Владимир Глянц - Дыхание Чейн Стокса и другие рассказы стр 34.

Шрифт
Фон

"Ух ты, как это все интересно!" – подумал я и тут же немного позавидовал, что не я живу в этом доме, потому что в нем, кажется, сосредоточилось все самое интересное: и Аркашка, и ударник Гена, и вот теперь Ника…

Хотя, если честно, сердце мое было уже занято.

О некотором своем любовном недомогании я всегда узнавал по вернейшей примете: если я вдруг почему-то начинал стесняться смотреть на девчонку, значит – влип. Как раз в это время я не мог смотреть на Танечку Синицину. Говорят, у женщин и девчонок чрезвычайно развито боковое зрение. До такой степени, что они, не поворачиваясь, а только скосив глаз, отлично видят все, что происходит справа, слева и чуть ли не сзади. Так вообще-то говорят, что даже сзади, но это вряд ли. У меня же боковое зрение ленивое какое-то, и потому та часть класса, в которой находилась Танечка и, значит, та, в которую я не мог без повода посмотреть, была просто туманным пятном. Туманным пятном, но с очень для меня радостным и даже праздничным центром. Центр этот я, даже и не видя, все время чувствовал. Вдруг этот центр что-то уронил и полез под парту. Вот вылез из-под парты и отдувает, поправляя руками, сбившиеся золотые волосы. У этого центра всегда безукоризненно белые кружевные манжеты и воротнички. В отличие от Ложкиной центр даже заунывное школьное платье носил с щегольством, а если приходил в честь праздника в белом переднике, то… я даже не знаю, что тут сказать.
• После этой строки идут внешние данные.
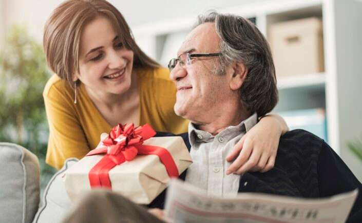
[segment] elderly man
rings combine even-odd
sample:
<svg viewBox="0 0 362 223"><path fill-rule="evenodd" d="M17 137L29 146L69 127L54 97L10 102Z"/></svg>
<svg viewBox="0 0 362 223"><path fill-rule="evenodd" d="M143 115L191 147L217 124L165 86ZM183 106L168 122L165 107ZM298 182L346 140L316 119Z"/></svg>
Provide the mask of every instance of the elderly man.
<svg viewBox="0 0 362 223"><path fill-rule="evenodd" d="M169 65L178 90L175 111L191 121L188 137L194 163L181 175L186 181L219 196L257 192L315 198L362 189L333 150L303 130L289 132L280 138L272 170L242 176L225 172L230 163L225 158L241 133L278 101L269 47L251 23L216 13L201 17L177 55ZM149 207L162 208L164 199L164 193ZM94 193L82 204L66 221L162 222L155 217L162 218L161 209L152 209L151 215L111 192ZM359 195L348 221L361 220Z"/></svg>

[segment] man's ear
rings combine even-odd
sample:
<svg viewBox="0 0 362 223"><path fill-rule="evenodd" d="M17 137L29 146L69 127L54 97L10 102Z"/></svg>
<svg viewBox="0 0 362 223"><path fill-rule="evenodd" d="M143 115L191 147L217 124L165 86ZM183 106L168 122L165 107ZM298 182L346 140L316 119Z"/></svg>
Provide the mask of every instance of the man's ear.
<svg viewBox="0 0 362 223"><path fill-rule="evenodd" d="M247 74L247 69L241 62L236 62L233 65L234 73L230 81L230 88L238 90L241 87Z"/></svg>

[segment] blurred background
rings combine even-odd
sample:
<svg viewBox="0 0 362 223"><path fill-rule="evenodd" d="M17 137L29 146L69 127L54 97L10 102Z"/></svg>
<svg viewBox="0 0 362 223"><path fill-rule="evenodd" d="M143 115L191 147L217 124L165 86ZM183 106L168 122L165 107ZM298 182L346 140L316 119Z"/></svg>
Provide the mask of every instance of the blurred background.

Чистоплотность и розовость от щек до кончиков пальцев были причиной того, что в младших классах Танечку всегда назначали старшей санзвена, и она носила на правом рукаве платья белую с красным крестом повязку. Вот что такое настоящая красавица, даже санитарная повязка ее украшала.

Если в той стороне класса, в той туманности с ее радостным центром случалось что-то громкое или хулиганистое (я говорю хулиганистое потому, что по-настоящему хулиганского или жестокого в нашем классе вообще ничего никогда не происходило, словно мы согласно подписали мир на вечные времена), – я мог туда бросить не слишком долгий взгляд, притом взгляд простительного в таком случае любопытства. И только заодно можно было захватить взглядом немного лишнего, этак небрежно или даже лениво мазнуть им по самому интересному – по Танечке. Я никогда не думал, что это у меня от трусости. Я полагал, что – от вполне понятной робости, стыдливости (эти качества казались мне почти положительными), от некоторой извинительной боязни себя выдать. Счастливые те мальчишки, которые могут трепать свою симпатию за косичку, развязывать ей бант, и все в таком духе. Я устроен иначе. То есть я тоже могу трепать за косички, но исключительно тех девчонок, которые мне до лампочки.

Если я замечал девчонку только в классе, а после школы она напрочь вылетала из моей головы, значит, это еще не то. Танечка же завладела уже и моими мыслями. Когда я о ней думал, сердце мое то сжималось, то… разжималось. И так – все время.

Несколько раз вечером я даже ходил смотреть на ее окно. Оно, между прочим, находилось все в том же, девятнадцатом доме – средоточии всего самого интересного на свете. "Странно, – думал я, глядя на изливающее приятно оранжевый свет окно Танечки, – сколько горящих окон в доме, и мне они хоть бы хны, а это – какое-то особенное". Иногда я отваживался и набирал в телефоне-автомате ее номер К5 -03 – 47, но заговорить не решался. Хотел, чтобы она сама угадала меня. А она раза два скажет "алло!", "кто это?", а потом уже своим насмешливым голосом влепит: "Ну, что? Долго будем сопеть?" И все – вешает трубку. Хоть бы сказала, пусть даже своим насмешливым голосом, как однажды, в конце третьего класса, когда мы после уроков шли домой, и я раздухарился и шел прямо по проезжей части: "Маленький мальчик! Бибика задавит". Маленького мальчика я бы не простил никому. Танечка – другое дело. Ей – можно.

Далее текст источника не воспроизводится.